In its latest survey of economic conditions nationwide, the central bank found that it’s 12 regional banks all depicted growth as either “modest or moderate” from mid-March through early April. The strength came from consumer spending, tourism, housing construction and manufacturing.
The report said businesses reported tight labour markets with more job turnover and bigger wage increases for workers whose skills were in short supply.
The Fed’s survey, known as the Beige Book, will be used when Fed officials next meet on May 2-3. The Fed raised rates by a quarter-point in December and March, but analysts are not expecting a rate hike in May.
The Fed is continuing to project three rate hikes this year. Officials say they are close to achieving their goals of maximum employment and inflation rising at an annual rate of 2 per cent.
In fact, the unemployment rate dropped to a low of 4.5 percent in March, below the 4.8 percent level that the Fed views as full employment. But with inflation still below the central bank’s 2 percent target, Fed officials contend they can still let the economy grow without the need to greatly accelerate the rate at which they raise interest rates.
The Beige Book report showed that the low level of unemployment, which had hit a high of 10 per cent during the last recession, was beginning to boost wages, something the Fed has been hoping to see.
“Labor markets remained tight and employers in most districts had more difficulty filling low-skilled positions,” the Fed said.
It noted that wage increases remained modest, although businesses were being forced to offer bigger increases to workers with skills that are in short supply.
“A larger number of firms mentioned higher turnover rates and more difficulty retaining workers,” the report said.
Two districts reported that worker shortages and increased labour costs were restraining growth in some sectors including manufacturing, transportation and construction.
Even with wages rising at a faster pace, the report said that overall inflation remained modest. While oil prices had risen since the last report, the new survey found that overall energy prices were flat to slightly lower.
Farmers have struggled with falling commodity prices over the past year. The new report found farm prices varied with increases for cotton, peanuts, chickens and hogs while the price of corn and wheat had declined. The Kansas City district reported that agricultural conditions remained generally weak although there had been some improvement in cattle and soybean markets.

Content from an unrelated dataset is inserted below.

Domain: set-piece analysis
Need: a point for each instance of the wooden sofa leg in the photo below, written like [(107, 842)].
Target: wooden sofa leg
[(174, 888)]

Minneapolis reported a wave of closings for retail establishments, which had affected both large and small stores. The Federal Reserve Bank of Dallas said that the energy sector, which last year had struggled with falling prices, had picked up notably and that rebound was helping manufacturers of fabricated metals which are used in energy drilling.
St. Louis reported that coal production in the district was 10 per cent higher than a year ago.
While the manufacturing sector continued to expand at a modest pace, the growth in freight shipments had slowed. The gain in consumer spending was led by stronger auto sales which offset somewhat softer readings in non-auto spending.
Many districts reported that home construction accelerated, although sales growth was constrained by a lack of inventory.